UN OBJET, UNE HISTOIRE

Mandibule droite de lapin (Oryctolagus cuniculus)

Mandibule droite de lapin (Oryctolagus cuniculus) portant p/3-p/4, m/1 et m/2 (de la troisième prémolaire à la seconde molaire) découverte dans l’ensemble supérieur de la grotte du Lazaret (- 145 000 à - 120 000 ans environ).

Le lapin : une espèce largement représentée dans les gisements préhistoriques en Europe occidentale

Depuis les premières formes fossiles du lapin, qui sont connues en Espagne et remontent à la fin du Pliocène (3,5 millions d’années environ), l’histoire paléontologique de cette espèce est fortement liée aux régions méditerranéennes de l’Europe occidentale. Ainsi, dès leur arrivée en Europe, il y a un peu plus de 1,5 million d’années, les hommes préhistoriques ont été en relation avec ce petit mammifère, représenté en abondance dans l’environnement en raison de sa singulière aptitude à pouvoir se reproduire de façon intensive lorsque les conditions de son environnement lui sont favorables.

Les restes osseux et dentaires de lapin sont parfois collectés en très grand nombre dans les sites préhistoriques européens, notamment dans les sites en grotte.

Depuis une trentaine d’années, les paléontologues européens tentent de comprendre l’origine de ces accumulations d’éléments anatomiques de lapins de garenne dans les cavités préhistoriques. Ils peuvent provenir de lapins morts naturellement dans une grotte ou y avoir été apportés par divers prédateurs friands de ce gibier (rapaces diurnes, rapaces nocturnes ou carnivores). Ils peuvent également résulter d’une activité de chasse au petit gibier de la part des hommes préhistoriques.

Deux écoles scientifiques s’affrontent sur le thème de la prédation du lapin au cours des temps préhistoriques. L’une prône que seuls les hommes modernes (Homo sapiens, notre espèce), à la fin du Paléolithique supérieur, il y a un peu moins de 20 000 ans, maîtrisaient suffisamment bien les techniques de chasse pour envisager d’intégrer le petit gibier dans leur régime alimentaire. L’autre suggère que les aptitudes cognitives des hommes de Néandertal (Homo neanderthalensis), voire de leurs ancêtres, leur permettaient d’élargir le panel des espèces chassées aux proies de petite taille comme le lapin.

 

Les lapins de la grotte du Lazaret

La réalité du terrain est souvent complexe, comme nous le rappellent les dizaines de milliers de restes osseux et dentaires de lapin exhumés tout au long du remplissage de la grotte du Lazaret, datant de -190 000 à -120 000 ans.
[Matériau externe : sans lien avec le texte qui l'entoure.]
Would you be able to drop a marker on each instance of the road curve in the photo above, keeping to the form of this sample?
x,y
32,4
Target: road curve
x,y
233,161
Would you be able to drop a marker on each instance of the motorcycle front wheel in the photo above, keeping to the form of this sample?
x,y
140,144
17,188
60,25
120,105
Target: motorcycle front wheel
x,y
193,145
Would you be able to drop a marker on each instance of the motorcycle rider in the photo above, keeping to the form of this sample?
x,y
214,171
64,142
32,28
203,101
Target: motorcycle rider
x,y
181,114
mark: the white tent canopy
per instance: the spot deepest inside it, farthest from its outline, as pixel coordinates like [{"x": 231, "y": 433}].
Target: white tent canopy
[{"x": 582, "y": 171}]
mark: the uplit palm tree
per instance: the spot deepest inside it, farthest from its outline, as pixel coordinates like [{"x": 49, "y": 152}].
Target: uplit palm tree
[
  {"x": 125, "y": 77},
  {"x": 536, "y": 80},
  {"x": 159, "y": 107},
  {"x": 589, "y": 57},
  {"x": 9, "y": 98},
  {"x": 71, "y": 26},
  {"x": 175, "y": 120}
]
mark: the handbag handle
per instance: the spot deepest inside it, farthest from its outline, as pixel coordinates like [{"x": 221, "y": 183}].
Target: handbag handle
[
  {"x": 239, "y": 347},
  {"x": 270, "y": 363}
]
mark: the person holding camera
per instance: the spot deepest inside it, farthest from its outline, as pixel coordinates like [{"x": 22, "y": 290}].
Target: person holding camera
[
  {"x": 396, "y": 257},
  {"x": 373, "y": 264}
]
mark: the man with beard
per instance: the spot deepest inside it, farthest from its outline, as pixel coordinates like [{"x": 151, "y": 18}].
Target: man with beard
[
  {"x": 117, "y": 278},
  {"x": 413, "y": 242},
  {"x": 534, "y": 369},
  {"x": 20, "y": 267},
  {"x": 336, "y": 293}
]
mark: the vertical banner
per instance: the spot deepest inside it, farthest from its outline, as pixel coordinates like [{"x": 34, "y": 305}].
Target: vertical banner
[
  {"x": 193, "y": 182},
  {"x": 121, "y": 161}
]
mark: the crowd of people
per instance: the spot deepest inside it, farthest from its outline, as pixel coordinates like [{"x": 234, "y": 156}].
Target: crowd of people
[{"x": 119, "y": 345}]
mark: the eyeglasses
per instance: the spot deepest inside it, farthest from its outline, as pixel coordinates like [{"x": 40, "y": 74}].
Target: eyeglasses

La présence de quelques squelettes de lapin bien conservés et dont les ossements sont encore reliés les uns aux autres suggère qu’une partie de cette accumulation est susceptible de provenir d’animaux morts naturellement dans le site. La proportion et l’intensité des traces de digestion (altérations particulières liés aux sucs gastriques des prédateurs) observées sur les dents de lapin atteste que des rapaces nocturnes – dont on sait qu’ils ont niché dans la grotte de façon continue en l’absence de l’Homme – ont déposé nombre de carcasses de ces petits mammifères dans la cavité. La contribution des carnivores à la formation de cette accumulation est également suggérée par les traces de dents qu’ils ont laissés sur certains ossements de lapin.

Enfin, la présence conjuguée de fractures particulières observées sur les os des membres, d’une grande quantité d’ossements brûlés et de quelques stries de découpe permet de penser que les hommes préhistoriques ont également chassé et consommé une part des lapins retrouvés dans la grotte du Lazaret.

Il semble donc que l’homme du Lazaret pratiquait déjà la chasse au petit gibier, qui devait constituer un complément alimentaire occasionnel, voire non négligeable.